Webinar #47 on December 11, 2018

Philipe Ambrozio Dias from the Marquette University’s Electrical and Computer Engineering Department in Milwaukee, USA presented a webinar on Tuesday, December 11, 2018, 12:30pm.

A video of the webinar is available at this link [115 MB] as well as on YouTube.

Talk details

Title: Towards automated bloom intensity estimation: (un)supervised learning, datasets and annotation tool for fruit flower segmentation.

An apple tree in an orchard is labeled using CNNs.

Labeling of apple flowers (outlined in blue) using CNNs, work of Philipe Dias and co-authors. Image courtesy Philipe Dias.

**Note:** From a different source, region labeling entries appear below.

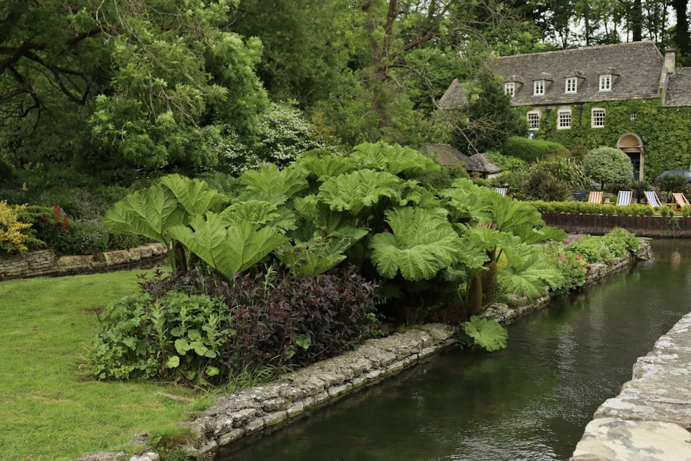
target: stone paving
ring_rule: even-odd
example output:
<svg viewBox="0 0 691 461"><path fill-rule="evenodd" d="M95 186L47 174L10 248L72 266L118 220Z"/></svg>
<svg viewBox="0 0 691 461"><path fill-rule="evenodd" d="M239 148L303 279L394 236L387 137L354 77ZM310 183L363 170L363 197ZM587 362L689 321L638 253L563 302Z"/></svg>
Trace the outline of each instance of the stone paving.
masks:
<svg viewBox="0 0 691 461"><path fill-rule="evenodd" d="M570 461L691 461L691 313L638 357L595 412Z"/></svg>

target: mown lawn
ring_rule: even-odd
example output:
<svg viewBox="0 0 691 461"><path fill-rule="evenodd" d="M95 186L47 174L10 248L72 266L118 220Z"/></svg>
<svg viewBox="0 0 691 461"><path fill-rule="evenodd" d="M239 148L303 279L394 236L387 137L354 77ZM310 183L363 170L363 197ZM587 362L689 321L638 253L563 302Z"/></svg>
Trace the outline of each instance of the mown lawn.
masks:
<svg viewBox="0 0 691 461"><path fill-rule="evenodd" d="M141 272L0 282L0 460L116 449L209 405L208 396L180 386L82 377L79 357L95 334L96 310L135 291Z"/></svg>

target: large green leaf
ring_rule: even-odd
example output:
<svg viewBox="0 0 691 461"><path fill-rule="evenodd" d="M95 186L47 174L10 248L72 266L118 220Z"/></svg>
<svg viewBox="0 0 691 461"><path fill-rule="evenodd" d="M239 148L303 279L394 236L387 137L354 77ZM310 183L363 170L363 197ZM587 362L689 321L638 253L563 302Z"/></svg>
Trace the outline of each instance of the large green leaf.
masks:
<svg viewBox="0 0 691 461"><path fill-rule="evenodd" d="M452 185L452 188L438 193L451 211L452 223L484 223L492 220L493 205L490 194L495 196L495 192L462 178L455 180Z"/></svg>
<svg viewBox="0 0 691 461"><path fill-rule="evenodd" d="M329 179L319 187L317 196L332 209L346 210L357 216L382 197L399 198L402 182L390 173L357 170Z"/></svg>
<svg viewBox="0 0 691 461"><path fill-rule="evenodd" d="M288 239L271 227L257 228L249 223L237 223L228 227L230 247L227 256L240 263L239 270L247 270Z"/></svg>
<svg viewBox="0 0 691 461"><path fill-rule="evenodd" d="M240 177L240 184L269 194L282 194L290 197L309 186L303 172L295 168L279 170L272 164L258 170L247 170Z"/></svg>
<svg viewBox="0 0 691 461"><path fill-rule="evenodd" d="M356 146L350 158L367 168L387 171L406 178L439 171L439 164L420 151L381 142Z"/></svg>
<svg viewBox="0 0 691 461"><path fill-rule="evenodd" d="M564 274L539 248L526 246L521 254L517 249L507 252L511 263L499 274L498 283L504 292L532 299L545 294L548 285L552 288L562 285Z"/></svg>
<svg viewBox="0 0 691 461"><path fill-rule="evenodd" d="M356 162L350 157L338 157L333 154L317 156L307 153L299 157L294 164L296 168L304 171L308 178L323 182L329 178L352 171L355 167Z"/></svg>
<svg viewBox="0 0 691 461"><path fill-rule="evenodd" d="M227 223L249 221L252 224L265 225L279 215L275 205L265 200L247 200L234 203L220 214Z"/></svg>
<svg viewBox="0 0 691 461"><path fill-rule="evenodd" d="M392 232L375 235L370 243L381 275L392 279L400 272L406 280L426 280L460 261L460 238L448 221L408 207L386 216Z"/></svg>
<svg viewBox="0 0 691 461"><path fill-rule="evenodd" d="M191 228L176 226L169 232L229 280L236 272L249 269L287 241L269 227L258 228L247 222L226 227L223 218L211 212L205 218L193 217L189 225Z"/></svg>
<svg viewBox="0 0 691 461"><path fill-rule="evenodd" d="M204 214L220 207L228 198L218 191L209 189L206 182L190 179L179 174L170 174L159 180L159 184L169 189L180 206L190 216Z"/></svg>
<svg viewBox="0 0 691 461"><path fill-rule="evenodd" d="M346 236L316 237L295 246L283 245L276 256L292 272L307 276L323 274L346 259L353 241Z"/></svg>
<svg viewBox="0 0 691 461"><path fill-rule="evenodd" d="M509 334L494 320L473 315L469 321L463 323L463 330L473 339L475 345L489 351L498 350L507 347Z"/></svg>
<svg viewBox="0 0 691 461"><path fill-rule="evenodd" d="M153 186L115 203L106 214L103 223L115 233L132 232L167 243L166 230L182 224L187 216L170 189Z"/></svg>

Abstract: Bloom intensity estimation provides early fruit yield estimation and is crucial to guide processes such as pruning and thinning, which directly impact fruit load and quality. Yet, human visual inspection is still the dominant approach for bloom intensity estimation in orchards, a technique time-consuming and prone to errors. In this presentation, we will be highlighting our recent progresses towards automated and more accurate methods for estimating bloom intensity. By means of finetuning, we have been exploiting convolutional neural networks (CNNs) for multi-species fruit flower detection. As modern CNNs tend to output rather coarse masks for segmentation tasks, we have also developed an unsupervised module for segmentation refinement. Since there is a lack of datasets for fruit flower detection, we annotated images of multiple species of fruit flowers and made them publicly available. To obtain such pixel-accurate annotation masks in a timely manner, we have been developing an open-source annotation tool that will also benefit the community.

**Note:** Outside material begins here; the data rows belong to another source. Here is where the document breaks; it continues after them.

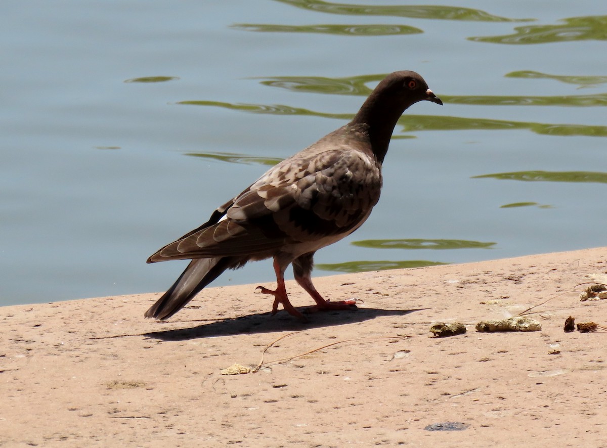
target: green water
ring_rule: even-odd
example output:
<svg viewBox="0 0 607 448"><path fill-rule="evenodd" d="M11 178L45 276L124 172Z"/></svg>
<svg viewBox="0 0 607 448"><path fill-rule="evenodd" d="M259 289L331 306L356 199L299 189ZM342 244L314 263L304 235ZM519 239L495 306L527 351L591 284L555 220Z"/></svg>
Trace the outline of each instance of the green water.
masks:
<svg viewBox="0 0 607 448"><path fill-rule="evenodd" d="M607 245L600 2L2 9L0 305L164 290L184 264L151 253L396 70L444 105L405 112L379 205L316 275ZM273 281L266 261L214 285Z"/></svg>

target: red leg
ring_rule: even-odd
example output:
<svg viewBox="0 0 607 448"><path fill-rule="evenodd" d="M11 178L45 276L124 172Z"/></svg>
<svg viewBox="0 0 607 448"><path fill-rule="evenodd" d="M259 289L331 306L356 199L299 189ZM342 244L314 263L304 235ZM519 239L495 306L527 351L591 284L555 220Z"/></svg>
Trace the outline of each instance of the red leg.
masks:
<svg viewBox="0 0 607 448"><path fill-rule="evenodd" d="M304 315L296 310L289 302L288 296L287 295L287 288L285 288L285 269L279 264L276 259L274 260L274 271L276 273L277 288L276 290L269 290L262 286L259 286L256 288L260 290L263 294L270 294L274 296L272 315L274 316L278 312L278 304L282 304L283 308L290 314L306 320Z"/></svg>
<svg viewBox="0 0 607 448"><path fill-rule="evenodd" d="M312 271L312 256L308 254L302 256L293 261L293 273L295 280L309 294L316 305L310 308L310 311L330 310L351 310L356 308L356 300L351 299L339 300L339 302L330 302L322 298L316 288L312 284L312 277L310 274Z"/></svg>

Supplementary/Reading materials

Dias, P.A., Tabb, A. Medeiros, H. “Multispecies Fruit Flower Detection Using a Refined Semantic Segmentation Network” IEEE Robotics and Automation Letters, vol. 3, no. 4, 2018.

Publisher link, Open access: COVISS

Companion dataset:

Dias,P.A., Tabb, A., Medeiros, H. (2018). Data from: Multi-species fruit flower detection using a refined semantic segmentation network. Ag Data Commons. http://dx.doi.org/10.15482/USDA.ADC/1423466

Dias, P.A., Tabb, A., Medeiros H.“Apple flower detection using deep convolutional networks,” Computers in Industry, vol. 99, 2018.

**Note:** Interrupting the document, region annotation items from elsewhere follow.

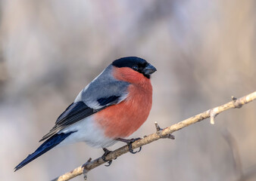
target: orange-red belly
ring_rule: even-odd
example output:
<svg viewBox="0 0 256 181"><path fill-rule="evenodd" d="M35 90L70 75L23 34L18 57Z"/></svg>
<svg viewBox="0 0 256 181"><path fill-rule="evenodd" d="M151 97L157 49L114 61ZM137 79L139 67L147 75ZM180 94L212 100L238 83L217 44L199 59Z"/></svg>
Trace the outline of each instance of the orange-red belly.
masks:
<svg viewBox="0 0 256 181"><path fill-rule="evenodd" d="M126 137L147 119L152 105L152 87L130 84L127 98L95 114L94 118L111 138Z"/></svg>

Publisher link, Open access: arXiv

Peach tree bloom are outlined in blue by an algorithm using CNNs.

Labeling of peach flowers (outlined in blue) using CNNs, work of Philipe Dias and co-authors. Image courtesy Philipe Dias.

 

Dias, P. A.; Medeiros, H. “Semantic Segmentation Refinement by Monte Carlo Region Growing of High Confidence Detections” Asian Conference on Computer VIsion (ACCV), 2018. [to appear]

Open access:COVISS

 

Dias, P. A.; Shen, Z.; Tabb, A.; Medeiros, H. “FreeLabel: A Publicly Available Annotation Tool based on Freehand Traces”  Winter Conference on Applications of Computer Vision (WACV), 2019.

Open access: COVISS

Software: COVISS

Biographical information
Philipe Ambrozio Dias, Webinar speaker on December 11, 2018.

Philipe Ambrozio Dias, webinar speaker on December 11, 2018.

Philipe Ambrozio Dias is a PhD student in Electrical and Computer Engineering at Marquette University. At the COVISS Laboratory, he works with Dr. Henry Medeiros on the development of novel machine learning algorithms for image and video understanding tasks. Philipe has been exploring topics such as convolutional neural networks, unsupervised clustering for segmentation refinement, and transfer learning for applications in agricultural and health-care scenarios.

 

Philipe received his Bachelor’s degree in Electrical Engineering and M.S. in Electrical and Computer Engineering from the Federal University of Technology, Brazil. He also holds a M.S. degree in Information Technology from the Hochschule Mannheim in Germany.